Aircraft accident and disaster due to burst strikes in Hungary

Szilárd Sárközi
Air Traffic and Airport Administration - Hungary

Since the recent years in Hungary in investigating the incidents, accidents and disasters the Civil Aviation Authority (CAA) at cases where weather possibly involved claims aviational synoptic expertise.

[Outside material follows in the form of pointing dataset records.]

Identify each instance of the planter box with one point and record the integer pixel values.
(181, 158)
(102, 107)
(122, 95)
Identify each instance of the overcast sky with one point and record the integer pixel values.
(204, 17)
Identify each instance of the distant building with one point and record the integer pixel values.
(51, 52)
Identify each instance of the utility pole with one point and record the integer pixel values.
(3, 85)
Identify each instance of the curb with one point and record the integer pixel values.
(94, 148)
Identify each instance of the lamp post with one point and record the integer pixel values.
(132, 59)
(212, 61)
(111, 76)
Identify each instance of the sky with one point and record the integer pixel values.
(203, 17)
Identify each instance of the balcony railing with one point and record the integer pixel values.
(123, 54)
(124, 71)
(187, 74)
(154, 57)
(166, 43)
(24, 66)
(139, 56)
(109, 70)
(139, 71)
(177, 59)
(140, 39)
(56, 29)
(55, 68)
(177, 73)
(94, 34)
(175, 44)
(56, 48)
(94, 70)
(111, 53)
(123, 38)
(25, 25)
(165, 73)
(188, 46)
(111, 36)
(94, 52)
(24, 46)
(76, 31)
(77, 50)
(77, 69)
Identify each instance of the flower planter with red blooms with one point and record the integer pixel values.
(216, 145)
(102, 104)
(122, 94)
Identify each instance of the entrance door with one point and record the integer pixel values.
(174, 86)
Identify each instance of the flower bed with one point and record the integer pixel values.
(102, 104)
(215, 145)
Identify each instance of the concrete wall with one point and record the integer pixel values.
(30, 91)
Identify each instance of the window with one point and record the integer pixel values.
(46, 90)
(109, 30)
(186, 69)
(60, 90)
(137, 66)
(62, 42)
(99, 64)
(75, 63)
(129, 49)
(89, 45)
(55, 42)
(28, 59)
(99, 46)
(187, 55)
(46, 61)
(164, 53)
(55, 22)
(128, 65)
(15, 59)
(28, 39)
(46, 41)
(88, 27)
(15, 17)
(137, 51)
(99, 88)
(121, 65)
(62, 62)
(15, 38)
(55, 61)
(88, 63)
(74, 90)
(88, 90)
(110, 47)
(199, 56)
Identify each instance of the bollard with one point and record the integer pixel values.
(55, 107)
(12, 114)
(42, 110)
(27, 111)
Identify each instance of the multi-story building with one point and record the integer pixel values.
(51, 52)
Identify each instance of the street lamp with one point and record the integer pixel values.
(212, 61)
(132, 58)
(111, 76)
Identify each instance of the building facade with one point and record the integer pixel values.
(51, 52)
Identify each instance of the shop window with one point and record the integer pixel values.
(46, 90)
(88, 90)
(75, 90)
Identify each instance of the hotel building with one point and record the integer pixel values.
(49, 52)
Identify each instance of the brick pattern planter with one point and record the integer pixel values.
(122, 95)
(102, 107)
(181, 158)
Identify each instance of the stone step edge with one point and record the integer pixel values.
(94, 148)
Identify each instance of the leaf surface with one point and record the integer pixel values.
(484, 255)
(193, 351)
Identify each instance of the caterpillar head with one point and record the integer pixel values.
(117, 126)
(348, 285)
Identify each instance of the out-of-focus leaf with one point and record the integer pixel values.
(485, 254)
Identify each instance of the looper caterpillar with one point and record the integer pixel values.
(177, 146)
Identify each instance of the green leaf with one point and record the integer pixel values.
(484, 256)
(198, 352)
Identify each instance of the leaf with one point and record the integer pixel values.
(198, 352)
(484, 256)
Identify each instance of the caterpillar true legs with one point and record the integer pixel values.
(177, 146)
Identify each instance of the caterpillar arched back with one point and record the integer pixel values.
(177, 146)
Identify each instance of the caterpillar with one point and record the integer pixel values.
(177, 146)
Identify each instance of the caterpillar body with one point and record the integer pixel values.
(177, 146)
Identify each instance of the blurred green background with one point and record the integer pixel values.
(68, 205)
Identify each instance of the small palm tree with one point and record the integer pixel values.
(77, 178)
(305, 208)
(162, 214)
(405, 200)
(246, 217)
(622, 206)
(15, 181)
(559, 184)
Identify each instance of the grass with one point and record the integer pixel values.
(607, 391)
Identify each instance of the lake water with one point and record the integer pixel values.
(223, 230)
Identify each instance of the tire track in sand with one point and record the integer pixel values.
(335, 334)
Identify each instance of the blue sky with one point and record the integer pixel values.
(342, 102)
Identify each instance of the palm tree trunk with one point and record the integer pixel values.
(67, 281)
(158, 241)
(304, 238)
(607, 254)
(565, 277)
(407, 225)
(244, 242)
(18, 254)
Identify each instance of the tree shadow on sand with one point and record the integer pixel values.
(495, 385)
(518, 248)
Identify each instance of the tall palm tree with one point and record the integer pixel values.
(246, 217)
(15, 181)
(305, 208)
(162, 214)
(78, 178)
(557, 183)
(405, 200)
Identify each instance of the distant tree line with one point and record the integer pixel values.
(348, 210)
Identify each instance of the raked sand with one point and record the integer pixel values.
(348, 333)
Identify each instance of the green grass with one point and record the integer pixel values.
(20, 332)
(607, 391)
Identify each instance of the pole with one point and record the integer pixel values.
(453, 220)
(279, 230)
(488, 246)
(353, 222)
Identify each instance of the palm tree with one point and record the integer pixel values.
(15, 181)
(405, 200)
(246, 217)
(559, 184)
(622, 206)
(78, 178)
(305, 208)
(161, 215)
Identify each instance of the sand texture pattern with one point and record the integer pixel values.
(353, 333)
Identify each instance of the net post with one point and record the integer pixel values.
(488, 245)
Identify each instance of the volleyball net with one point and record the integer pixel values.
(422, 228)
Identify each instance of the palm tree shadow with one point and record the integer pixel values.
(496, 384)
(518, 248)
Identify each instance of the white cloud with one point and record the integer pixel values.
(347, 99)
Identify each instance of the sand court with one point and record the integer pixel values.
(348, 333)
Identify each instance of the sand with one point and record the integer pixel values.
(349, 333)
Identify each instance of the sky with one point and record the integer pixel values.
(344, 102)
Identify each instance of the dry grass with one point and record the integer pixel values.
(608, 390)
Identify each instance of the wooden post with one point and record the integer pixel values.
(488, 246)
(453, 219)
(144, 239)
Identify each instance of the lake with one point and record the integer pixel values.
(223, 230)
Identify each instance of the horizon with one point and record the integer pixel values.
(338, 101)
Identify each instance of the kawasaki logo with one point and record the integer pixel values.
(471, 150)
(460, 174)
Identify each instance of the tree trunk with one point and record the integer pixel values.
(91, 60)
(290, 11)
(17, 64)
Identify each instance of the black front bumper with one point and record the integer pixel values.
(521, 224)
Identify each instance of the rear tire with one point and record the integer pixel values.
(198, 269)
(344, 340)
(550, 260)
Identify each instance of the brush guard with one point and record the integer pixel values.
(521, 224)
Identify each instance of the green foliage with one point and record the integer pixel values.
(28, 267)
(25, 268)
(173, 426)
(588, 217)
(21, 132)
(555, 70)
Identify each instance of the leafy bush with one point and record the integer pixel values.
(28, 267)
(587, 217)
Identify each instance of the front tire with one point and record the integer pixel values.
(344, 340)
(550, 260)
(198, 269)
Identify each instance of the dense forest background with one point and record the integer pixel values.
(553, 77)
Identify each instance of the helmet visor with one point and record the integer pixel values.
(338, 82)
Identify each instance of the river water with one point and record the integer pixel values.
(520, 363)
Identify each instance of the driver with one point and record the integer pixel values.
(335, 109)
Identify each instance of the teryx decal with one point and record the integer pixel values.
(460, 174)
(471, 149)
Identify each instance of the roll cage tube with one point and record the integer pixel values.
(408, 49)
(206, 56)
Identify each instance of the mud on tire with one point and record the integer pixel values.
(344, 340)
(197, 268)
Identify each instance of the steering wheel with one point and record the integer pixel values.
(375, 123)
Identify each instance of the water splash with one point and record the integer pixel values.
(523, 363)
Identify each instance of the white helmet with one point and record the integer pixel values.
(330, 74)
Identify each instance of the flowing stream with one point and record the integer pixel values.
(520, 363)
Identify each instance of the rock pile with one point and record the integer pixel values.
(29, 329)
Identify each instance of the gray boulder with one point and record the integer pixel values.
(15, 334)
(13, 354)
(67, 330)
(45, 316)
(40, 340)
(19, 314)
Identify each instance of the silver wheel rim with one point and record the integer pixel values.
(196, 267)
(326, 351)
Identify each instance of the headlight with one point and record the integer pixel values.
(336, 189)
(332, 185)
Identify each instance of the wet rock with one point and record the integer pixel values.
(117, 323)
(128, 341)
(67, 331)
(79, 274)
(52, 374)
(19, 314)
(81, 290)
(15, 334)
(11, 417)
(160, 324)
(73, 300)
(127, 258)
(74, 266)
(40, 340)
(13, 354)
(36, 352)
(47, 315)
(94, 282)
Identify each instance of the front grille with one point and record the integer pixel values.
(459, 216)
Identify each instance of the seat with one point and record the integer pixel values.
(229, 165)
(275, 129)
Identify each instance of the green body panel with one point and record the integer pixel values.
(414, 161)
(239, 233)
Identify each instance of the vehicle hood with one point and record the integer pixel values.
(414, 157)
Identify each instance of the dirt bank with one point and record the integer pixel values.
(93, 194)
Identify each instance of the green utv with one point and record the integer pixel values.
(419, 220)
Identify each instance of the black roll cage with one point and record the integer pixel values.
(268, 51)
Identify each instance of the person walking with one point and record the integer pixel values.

These collaborations also enrich general meteorology with airborne experiences never met without hitting it.

Introducing two case studies which are totally different respect to both the synoptic situation, the aircraft type, the phase of flight and the encounter: 1. (August, 1995) in an anticyclon with unstable airmass a Boeing767 international airliner during takeoff encountered a touchdowned microburst from a summer heat thunderstorm just crossed the runway and almost pushed back down onto from a tens of meters height – not happened a disaster (thank to only God!) but the plane’s tail damaged during as just touching the concrete; 2. (July, 2001) in the unstable warm sector of a Carpathian mesocyclon a private six-seat Cessna cruising on 10,000 feet reached close to an embedded Cb-cluster and captured, broken and crashed to the ground by one of its travelling downbursts – all six died and the plane destroyed.

Presenting the synoptical situation and meso/miso-scale patterns using simultaneous analysed and remote sensed fields with special care to tracking the CBs’ formation and movement by radar and lightning detection. Demonstrating the bursts’ dynamic with reconstructing the plane’s movement and track respectively from the flight data recorder and air traffic control radar data. In the case no. 2 on a simultaneous PPI-RHI weather radar indication also the burst itself and from aerial photos its further damaging to the land will be shown.

As the consequence recommending further new vital procedures for better avoiding these severe outcomes.